При выполнении данных методик исследований необходимо
проведения ряда последовательных операций. Первая – разрушение клеток,
выделение нуклеиновых кислот и при необходимости их дополнительная
очистка с помощью соответствующих наборов реактивов. Следующая –
амплификация исследуемых участков в выделенной смеси НК для
увеличения концентрации этих фрагментов с применением соответствующих
праймеров в ПЦР-реакции. Полученные ПЦР-продукты – концентрированная
смесь амплифицированных участков, принадлежащим различным бактериям,
разделяют, например методом ДГГЭ (Денатурирующего градиентного гельэлектрофореза). Если на этой стадии ввести соответствующие контроли,
томожно провести предварительную идентификацию бактерий. Однако для
достоверной идентификации нужно производить изъятие отдельных полос их
электрофореграммы геля для последующего секвенирования. Выявленные
последовательности сравнивают с данными, имеющимися в международном
банке генов, после чего составляют списки выявленных организмов и строят
филогенетические схемы микробного сообщества.

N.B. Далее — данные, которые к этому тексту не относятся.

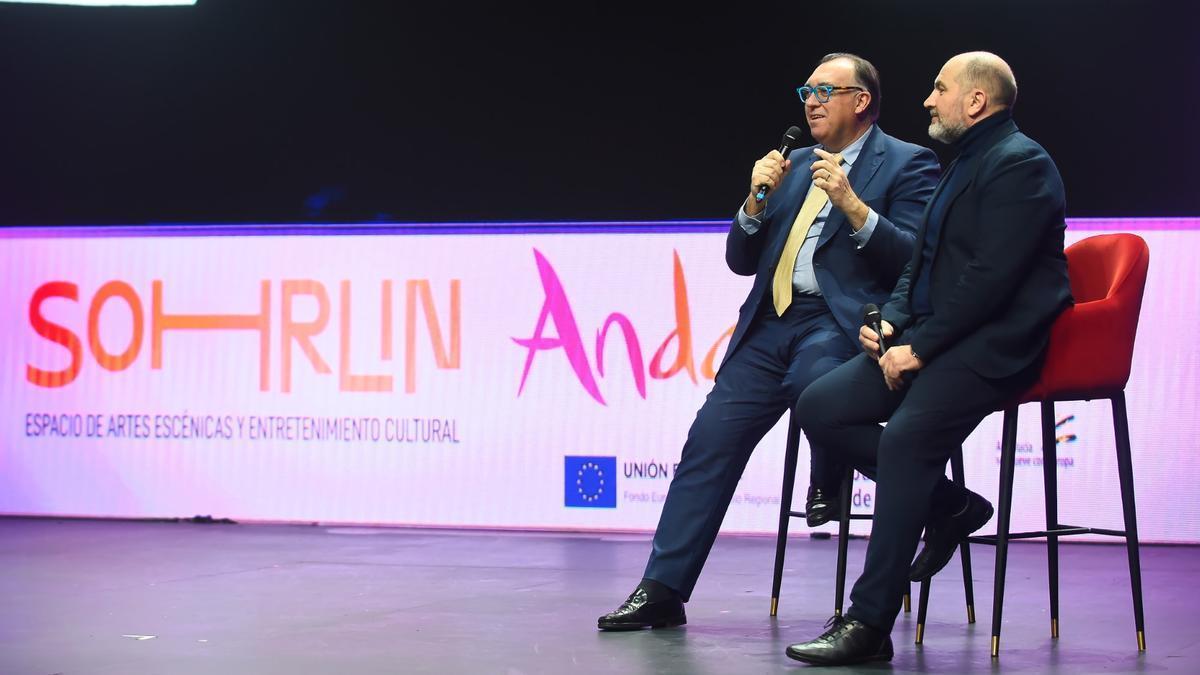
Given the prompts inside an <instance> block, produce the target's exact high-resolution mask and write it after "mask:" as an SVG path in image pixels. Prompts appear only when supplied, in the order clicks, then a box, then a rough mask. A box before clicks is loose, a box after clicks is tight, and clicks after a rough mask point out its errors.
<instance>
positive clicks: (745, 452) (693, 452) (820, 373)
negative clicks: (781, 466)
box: [644, 295, 856, 601]
mask: <svg viewBox="0 0 1200 675" xmlns="http://www.w3.org/2000/svg"><path fill="white" fill-rule="evenodd" d="M764 305H767V306H766V307H763V309H762V310H761V311H760V313H758V316H757V318H756V319H755V323H754V325H752V327H751V328H750V330H749V331H748V334H746V336H745V337H744V339H743V340H742V344H740V345H738V347H737V350H736V351H734V352H733V354H732V356H730V358H728V359H727V360H726V362H725V364H722V365H721V369H720V371H719V372H718V374H716V381H715V382H714V384H713V390H712V392H710V393H709V394H708V398H707V399H706V400H704V405H703V406H701V408H700V412H697V413H696V420H695V422H692V424H691V429H690V430H689V432H688V440H686V442H685V443H684V446H683V453H682V456H680V458H679V467H678V470H677V471H676V474H674V478H673V479H672V480H671V488H670V489H668V490H667V498H666V502H665V503H664V504H662V514H661V515H660V516H659V527H658V531H656V532H655V533H654V546H653V550H652V551H650V560H649V562H648V563H647V565H646V574H644V577H646V578H647V579H653V580H655V581H659V583H660V584H664V585H666V586H670V587H671V589H674V590H676V591H678V592H679V593H680V595H682V596H683V599H684V601H686V599H688V598H690V597H691V591H692V589H694V587H695V586H696V579H697V578H700V571H701V568H702V567H703V566H704V561H706V560H707V558H708V551H709V550H710V549H712V546H713V542H714V540H715V539H716V532H718V530H720V527H721V520H724V519H725V512H726V510H727V509H728V506H730V501H731V500H732V498H733V492H734V490H736V489H737V485H738V480H739V479H740V478H742V472H743V471H744V470H745V465H746V461H749V459H750V453H751V452H754V448H755V446H757V444H758V441H761V440H762V437H763V436H764V435H766V434H767V431H769V430H770V428H772V426H774V425H775V423H776V422H779V418H780V417H781V416H782V414H784V412H786V411H787V410H790V408H791V407H792V406H793V405H794V404H796V400H797V398H798V396H799V395H800V392H803V390H804V388H805V387H808V386H809V384H810V383H811V382H814V381H816V380H817V378H818V377H821V376H822V375H824V374H827V372H829V371H832V370H833V369H835V368H836V366H839V365H841V364H842V363H845V362H846V359H848V358H851V357H852V356H853V354H854V351H856V348H854V345H852V344H851V342H850V341H848V340H847V339H846V335H845V334H844V333H842V331H841V329H840V328H839V327H838V323H836V321H835V319H834V317H833V315H832V313H830V312H829V307H828V305H826V301H824V299H822V298H820V297H812V295H797V297H796V298H794V299H793V301H792V304H791V306H788V307H787V311H785V312H784V316H781V317H779V316H775V312H774V309H773V307H770V305H769V303H764Z"/></svg>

В настоящее время также разработаны иммунофлуоресцентные
методы (ИФМ), позволяющие выявить интересующий исследователя
организм без выделения в чистую культуру. В основе любых модификаций
ИФМ используется взаимодействие антиген-антитело, которое соединено с
флуоресцирующим красителем. Специфичность реакции антиген-антитело
высока, поэтому и вероятность выявления микроорганизма в природных
образцах или накопительных культурах тоже высока. Недостатком являются
относительно долгая процедура приготовления сывороток с красителями и
существование перекрестных реакций.
Недостатков ИФМ лишен метод, основанный на взаимодействии
флоуресцентно окрашенных олигонуклеотидов с соответствующими
участками 16S рРНК целых клеток (метод FISH - Fluorescent in situ
hybridization).
При флюоресцентной гибридизации in situ используют ДНК-зонды,
которые связываются с комплементарными мишенями в образце. В состав
ДНК-зондов входят нуклеозиды, меченные флюорофорами (прямое мечение)
или такими конъюгатами, как биотин или дигоксигенин (непрямое мечение).
При прямом мечении связавшийся с мишенью ДНК-зонд можно наблюдать
при помощи флюоресцентного микроскопа сразу по завершении
гибридизации. В случае непрямого мечения необходима дополнительная
процедура окрашивания, в ходе которой биотин выявляют при помощи
флуоресцентно-меченного авидина или стептавидина, а дигоксигенин — при
помощи флюоресцентно-меченых антител. Интенсивность флюоресцентного
сигнала зависит от многих факторов — эффективности мечения зондом, типа
зонда и типа флюоресцентного красителя.
В настоящее время с помощью молекулярно-генетических методов
идентификация бактерий стала менее трудоемким процессом, зачастую не
требующим выделения бактерий в чистую клеточную культуру. Благодаря
этому современные квалифицированные специалисты – медики,
микробиологи,
эпидемиологи
–
теперь
способны
проводить
микробиологические исследования в считанные часы.